Saturday, August 13, 2005

Oh yeah, and there's that, too...

In all this hubbub -- the dissertation, the moving, the family-visiting, the settling-in -- I keep forgetting to think about U.B. Yes, I am taking daily steps to help ensure his/her health, such as napping when Isaac naps, abstaining from caffeine, alcohol, blahdeeblah, and taking my vitamins all like a good little expectant mommy. I blogged earlier that I was having some hellacious morning sickness, like daily, day-long bouts of buzz-killing nausea. Since my defense, that has largely stopped, and only when I don't get much sleep at night do I feel bad. Luckily, Isaac has been sleeping largely through the night, so that sleeplessness crap is mostly my fault. Evidently I also get to be an insomniac with this pregnancy. So there's the only occasional morning sickness (though it does seem to last most of the day when it comes), night waking on my part, and recently the appetite is really starting to ramp up, so much so that I have to have a Hot Pocket before bed or I won't make it through the night. Not too bad, though not as luxurious and nearly symptom-free as when I was preggers with the Isaac.
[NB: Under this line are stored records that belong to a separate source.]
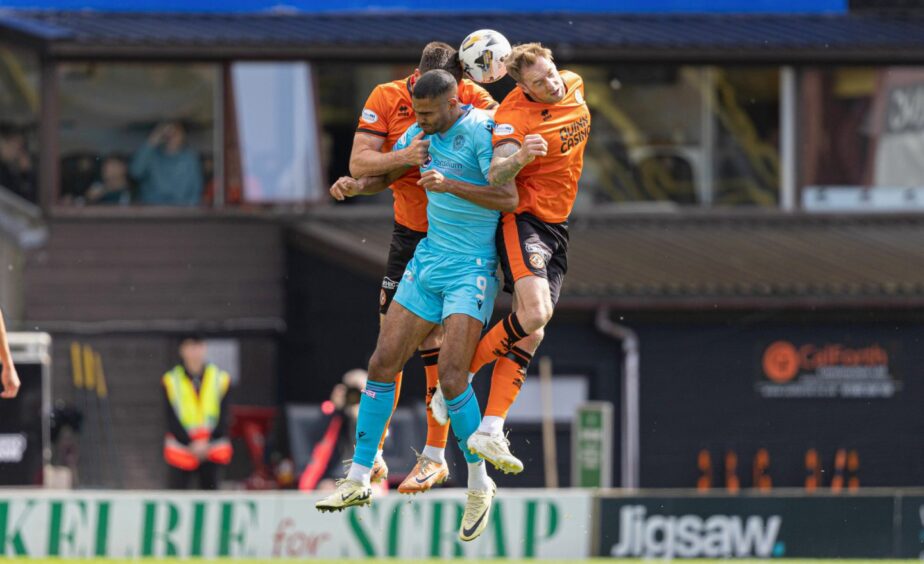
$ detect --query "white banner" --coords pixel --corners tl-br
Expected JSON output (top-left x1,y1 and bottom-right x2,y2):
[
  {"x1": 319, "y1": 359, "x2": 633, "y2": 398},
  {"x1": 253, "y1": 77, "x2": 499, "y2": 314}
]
[{"x1": 0, "y1": 489, "x2": 592, "y2": 559}]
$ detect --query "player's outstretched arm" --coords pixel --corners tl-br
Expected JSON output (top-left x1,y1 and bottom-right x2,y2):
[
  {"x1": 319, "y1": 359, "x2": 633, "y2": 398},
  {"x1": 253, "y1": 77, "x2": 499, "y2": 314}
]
[
  {"x1": 417, "y1": 169, "x2": 520, "y2": 212},
  {"x1": 488, "y1": 134, "x2": 549, "y2": 187},
  {"x1": 330, "y1": 169, "x2": 404, "y2": 202},
  {"x1": 0, "y1": 306, "x2": 19, "y2": 399},
  {"x1": 350, "y1": 133, "x2": 430, "y2": 178}
]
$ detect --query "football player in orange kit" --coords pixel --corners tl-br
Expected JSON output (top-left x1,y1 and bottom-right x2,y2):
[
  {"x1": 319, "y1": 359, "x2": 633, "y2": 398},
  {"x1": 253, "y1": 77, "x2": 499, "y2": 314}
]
[
  {"x1": 330, "y1": 42, "x2": 497, "y2": 494},
  {"x1": 435, "y1": 43, "x2": 590, "y2": 473}
]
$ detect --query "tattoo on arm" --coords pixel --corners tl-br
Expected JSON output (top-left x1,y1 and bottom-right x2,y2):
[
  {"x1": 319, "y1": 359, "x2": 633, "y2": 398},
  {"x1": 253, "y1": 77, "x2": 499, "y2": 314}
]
[{"x1": 488, "y1": 142, "x2": 525, "y2": 186}]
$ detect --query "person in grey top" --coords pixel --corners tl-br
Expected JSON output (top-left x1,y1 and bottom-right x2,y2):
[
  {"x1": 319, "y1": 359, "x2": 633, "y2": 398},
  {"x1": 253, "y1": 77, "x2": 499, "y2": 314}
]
[{"x1": 129, "y1": 121, "x2": 202, "y2": 206}]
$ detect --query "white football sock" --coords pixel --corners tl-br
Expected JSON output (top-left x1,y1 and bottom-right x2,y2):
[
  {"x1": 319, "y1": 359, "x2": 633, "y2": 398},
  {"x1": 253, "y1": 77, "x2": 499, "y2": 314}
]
[
  {"x1": 421, "y1": 445, "x2": 446, "y2": 464},
  {"x1": 478, "y1": 415, "x2": 504, "y2": 435},
  {"x1": 468, "y1": 460, "x2": 491, "y2": 492},
  {"x1": 347, "y1": 462, "x2": 372, "y2": 486}
]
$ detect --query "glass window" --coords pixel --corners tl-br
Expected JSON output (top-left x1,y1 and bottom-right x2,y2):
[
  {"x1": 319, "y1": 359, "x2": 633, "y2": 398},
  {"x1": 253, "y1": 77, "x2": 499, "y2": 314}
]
[
  {"x1": 0, "y1": 45, "x2": 40, "y2": 202},
  {"x1": 800, "y1": 67, "x2": 924, "y2": 211},
  {"x1": 316, "y1": 63, "x2": 415, "y2": 205},
  {"x1": 569, "y1": 65, "x2": 779, "y2": 209},
  {"x1": 225, "y1": 62, "x2": 326, "y2": 204},
  {"x1": 58, "y1": 62, "x2": 219, "y2": 206}
]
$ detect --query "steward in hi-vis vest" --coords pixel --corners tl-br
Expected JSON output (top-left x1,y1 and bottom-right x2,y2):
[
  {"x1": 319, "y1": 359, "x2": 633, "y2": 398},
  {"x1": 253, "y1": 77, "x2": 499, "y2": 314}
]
[{"x1": 161, "y1": 338, "x2": 232, "y2": 489}]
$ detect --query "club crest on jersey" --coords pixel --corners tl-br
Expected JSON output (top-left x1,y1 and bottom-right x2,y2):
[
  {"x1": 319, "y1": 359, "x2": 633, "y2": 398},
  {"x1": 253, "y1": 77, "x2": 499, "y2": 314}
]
[{"x1": 363, "y1": 108, "x2": 379, "y2": 123}]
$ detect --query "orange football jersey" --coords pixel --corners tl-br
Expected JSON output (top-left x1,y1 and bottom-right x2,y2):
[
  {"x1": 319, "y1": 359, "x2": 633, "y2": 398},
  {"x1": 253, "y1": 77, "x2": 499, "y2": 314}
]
[
  {"x1": 356, "y1": 76, "x2": 497, "y2": 231},
  {"x1": 494, "y1": 71, "x2": 590, "y2": 223}
]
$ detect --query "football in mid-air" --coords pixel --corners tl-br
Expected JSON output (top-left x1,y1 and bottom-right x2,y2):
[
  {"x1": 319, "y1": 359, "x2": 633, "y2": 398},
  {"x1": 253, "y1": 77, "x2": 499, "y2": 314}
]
[{"x1": 459, "y1": 29, "x2": 510, "y2": 83}]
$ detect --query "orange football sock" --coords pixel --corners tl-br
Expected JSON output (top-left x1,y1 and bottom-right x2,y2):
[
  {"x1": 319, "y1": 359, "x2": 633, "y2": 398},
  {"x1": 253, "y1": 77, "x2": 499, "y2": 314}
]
[
  {"x1": 484, "y1": 347, "x2": 533, "y2": 419},
  {"x1": 420, "y1": 349, "x2": 449, "y2": 448},
  {"x1": 468, "y1": 312, "x2": 526, "y2": 374},
  {"x1": 379, "y1": 372, "x2": 404, "y2": 450}
]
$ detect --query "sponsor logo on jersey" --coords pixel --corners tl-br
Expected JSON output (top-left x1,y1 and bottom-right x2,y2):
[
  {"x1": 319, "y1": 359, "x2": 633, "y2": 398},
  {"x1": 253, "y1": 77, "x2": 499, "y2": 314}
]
[
  {"x1": 558, "y1": 115, "x2": 590, "y2": 153},
  {"x1": 363, "y1": 108, "x2": 379, "y2": 123},
  {"x1": 433, "y1": 158, "x2": 465, "y2": 170}
]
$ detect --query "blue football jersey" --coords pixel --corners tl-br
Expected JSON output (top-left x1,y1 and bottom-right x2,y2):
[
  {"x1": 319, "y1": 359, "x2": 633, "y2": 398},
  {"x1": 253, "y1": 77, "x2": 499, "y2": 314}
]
[{"x1": 392, "y1": 105, "x2": 500, "y2": 258}]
But what bugs me is that, unlike when I was cooking Isaac, I feel that U.B. is not getting the mental attention from myself and Dada that he or she deserves. I don't even really think about being pregnant until I pass a mirror and see my growing beer gut, or until I, almost robotically now, order my latte sans caff. And my constant worry is not for U.B. and getting this or that for the nursery like I did for Isaac, but whether or not Isaac will be cool with U.B. when he/she comes. In our short time as near shut-ins together, Isaac and I have become very tight -- you can tell that he LOVES it that I'm there for him all the time. How will he feel when he, necessarily, can't be the focus of my every thought anymore? And poor U.B., who will never be able to have the 24-hour, constant and undivided attention of Mom and Dad like Isaac enjoys. And let's not even start to think of what might happen if something goes awry with this pregnancy and I get put on (gasp) bed-rest, as I was for a week during my 7th month with Isaac. What's a mom to do?

1 Comments:

Anonymous Anonymous said...

I never think about my own little fetus much. It's just that I have another little person that takes so much time that doing the trivial things such as picking out colors or obsessing over things just can't happen.